Sentinel lymph node mapping in patients with breast cancer using a photoacoustic/ultrasound dual-modality imaging system with carbon nanoparticles as the contrast agent: a pilot study

前哨淋巴结 医学 乳腺癌 淋巴 放射科 腋窝淋巴结 淋巴结 淋巴系统 活检 超声波 离体 生物医学工程 体内 医学物理学 癌症 病理 内科学 生物技术 生物
作者
Liujie Gu,Handi Deng,Yizhou Bai,Jianpan Gao,Xuewei Wang,Yue Tong,Bin Luo,Cheng Ma
出处
期刊:Biomedical Optics Express [The Optical Society]

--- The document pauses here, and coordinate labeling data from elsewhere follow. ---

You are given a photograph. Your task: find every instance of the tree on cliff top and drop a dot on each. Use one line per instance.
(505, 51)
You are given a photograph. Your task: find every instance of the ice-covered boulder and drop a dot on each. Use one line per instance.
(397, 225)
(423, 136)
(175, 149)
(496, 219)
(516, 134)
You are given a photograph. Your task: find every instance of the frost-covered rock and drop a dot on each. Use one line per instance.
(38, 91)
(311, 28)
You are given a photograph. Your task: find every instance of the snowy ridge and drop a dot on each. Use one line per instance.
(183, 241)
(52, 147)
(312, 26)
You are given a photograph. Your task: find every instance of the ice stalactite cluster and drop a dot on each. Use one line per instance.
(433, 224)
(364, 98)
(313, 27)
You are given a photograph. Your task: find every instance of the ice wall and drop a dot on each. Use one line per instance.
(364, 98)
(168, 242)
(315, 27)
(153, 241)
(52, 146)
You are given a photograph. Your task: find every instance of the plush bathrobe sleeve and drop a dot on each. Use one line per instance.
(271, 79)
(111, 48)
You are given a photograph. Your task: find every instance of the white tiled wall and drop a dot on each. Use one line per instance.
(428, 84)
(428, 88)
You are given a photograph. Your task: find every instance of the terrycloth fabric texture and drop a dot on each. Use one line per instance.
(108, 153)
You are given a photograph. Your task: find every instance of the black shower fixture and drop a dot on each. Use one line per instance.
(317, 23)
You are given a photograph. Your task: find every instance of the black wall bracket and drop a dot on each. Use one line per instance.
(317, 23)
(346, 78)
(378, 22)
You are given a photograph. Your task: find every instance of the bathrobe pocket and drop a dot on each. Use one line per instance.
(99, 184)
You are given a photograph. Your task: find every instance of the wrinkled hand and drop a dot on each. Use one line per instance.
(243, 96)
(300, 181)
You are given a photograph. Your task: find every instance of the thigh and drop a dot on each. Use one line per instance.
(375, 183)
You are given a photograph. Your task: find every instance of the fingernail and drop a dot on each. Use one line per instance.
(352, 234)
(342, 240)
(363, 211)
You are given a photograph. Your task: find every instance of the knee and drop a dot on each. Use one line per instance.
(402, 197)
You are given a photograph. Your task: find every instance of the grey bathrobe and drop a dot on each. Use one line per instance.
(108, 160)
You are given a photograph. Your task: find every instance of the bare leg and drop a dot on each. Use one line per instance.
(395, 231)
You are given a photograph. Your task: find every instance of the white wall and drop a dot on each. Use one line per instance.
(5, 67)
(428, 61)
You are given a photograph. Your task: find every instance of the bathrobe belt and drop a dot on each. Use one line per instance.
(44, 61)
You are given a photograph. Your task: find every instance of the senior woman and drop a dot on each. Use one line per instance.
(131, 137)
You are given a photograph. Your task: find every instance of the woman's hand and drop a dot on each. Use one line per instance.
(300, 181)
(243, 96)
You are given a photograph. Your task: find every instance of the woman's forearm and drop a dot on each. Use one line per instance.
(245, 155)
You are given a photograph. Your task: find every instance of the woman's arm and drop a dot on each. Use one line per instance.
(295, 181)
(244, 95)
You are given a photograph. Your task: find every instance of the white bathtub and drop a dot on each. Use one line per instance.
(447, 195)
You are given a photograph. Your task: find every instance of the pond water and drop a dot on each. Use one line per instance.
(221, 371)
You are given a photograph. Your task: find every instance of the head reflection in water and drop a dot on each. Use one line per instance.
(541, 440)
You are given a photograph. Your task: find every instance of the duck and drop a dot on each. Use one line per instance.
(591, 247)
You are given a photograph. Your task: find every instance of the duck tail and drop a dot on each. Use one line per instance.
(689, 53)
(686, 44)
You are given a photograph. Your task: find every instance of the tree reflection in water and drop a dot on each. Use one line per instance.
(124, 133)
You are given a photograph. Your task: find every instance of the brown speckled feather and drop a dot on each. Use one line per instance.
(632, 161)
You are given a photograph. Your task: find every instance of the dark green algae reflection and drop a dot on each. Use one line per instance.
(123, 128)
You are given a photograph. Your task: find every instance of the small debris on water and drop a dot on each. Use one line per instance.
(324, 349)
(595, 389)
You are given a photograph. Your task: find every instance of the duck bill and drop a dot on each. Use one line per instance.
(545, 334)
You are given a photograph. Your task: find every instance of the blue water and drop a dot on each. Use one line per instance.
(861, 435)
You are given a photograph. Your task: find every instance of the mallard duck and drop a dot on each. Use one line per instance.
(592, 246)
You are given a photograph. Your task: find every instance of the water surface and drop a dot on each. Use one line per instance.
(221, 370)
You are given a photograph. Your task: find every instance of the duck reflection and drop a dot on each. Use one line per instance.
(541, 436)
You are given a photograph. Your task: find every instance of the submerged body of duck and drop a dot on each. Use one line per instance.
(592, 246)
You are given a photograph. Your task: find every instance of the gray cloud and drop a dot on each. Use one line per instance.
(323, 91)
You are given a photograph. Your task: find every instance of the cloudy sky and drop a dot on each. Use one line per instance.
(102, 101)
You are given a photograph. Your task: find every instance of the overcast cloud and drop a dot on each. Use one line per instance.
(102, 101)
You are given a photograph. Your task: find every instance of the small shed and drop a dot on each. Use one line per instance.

卷期号:14 (3): 1003-1003 被引量:5
标识
DOI:10.1364/boe.482126
摘要

Assessing the metastatic status of axillary lymph nodes is a common clinical practice in the staging of early breast cancers. Yet sentinel lymph nodes (SLNs) are the regional lymph nodes believed to be the first stop along the lymphatic drainage path of the metastasizing cancer cells. Compared to axillary lymph node dissection, sentinel lymph node biopsy (SLNB) helps reduce morbidity and side effects. Current SLNB methods, however, still have suboptimum properties, such as restrictions due to nuclide accessibility and a relatively low therapeutic efficacy when only a single contrast agent is used. To overcome these limitations, researchers have been motivated to develop a non-radioactive SLN mapping method to replace or supplement radionuclide mapping. We proposed and demonstrated a clinical procedure using a dual-modality photoacoustic (PA)/ultrasound (US) imaging system to locate the SLNs to offer surgical guidance. In our work, the high contrast of PA imaging and its specificity to SLNs were based on the accumulation of carbon nanoparticles (CNPs) in the SLNs. A machine-learning model was also trained and validated to distinguish stained SLNs based on single-wavelength PA images. In the pilot study, we imaged 11 patients in vivo, and the specimens from 13 patients were studied ex vivo. PA/US imaging identified stained SLNs in vivo without a single false positive (23 SLNs), yielding 100% specificity and 52.6% sensitivity based on the current PA imaging system. Our machine-learning model can automatically detect SLNs in real time. In the new procedure, single-wavelength PA/US imaging uses CNPs as the contrast agent. The new system can, with that contrast agent, noninvasively image SLNs with high specificity in real time based on the unique features of the SLNs in the PA images. Ultimately, we aim to use our systems and approach to substitute or supplement nuclide tracers for a non-radioactive, less invasive SLN mapping method in SLNB for the axillary staging of breast cancer.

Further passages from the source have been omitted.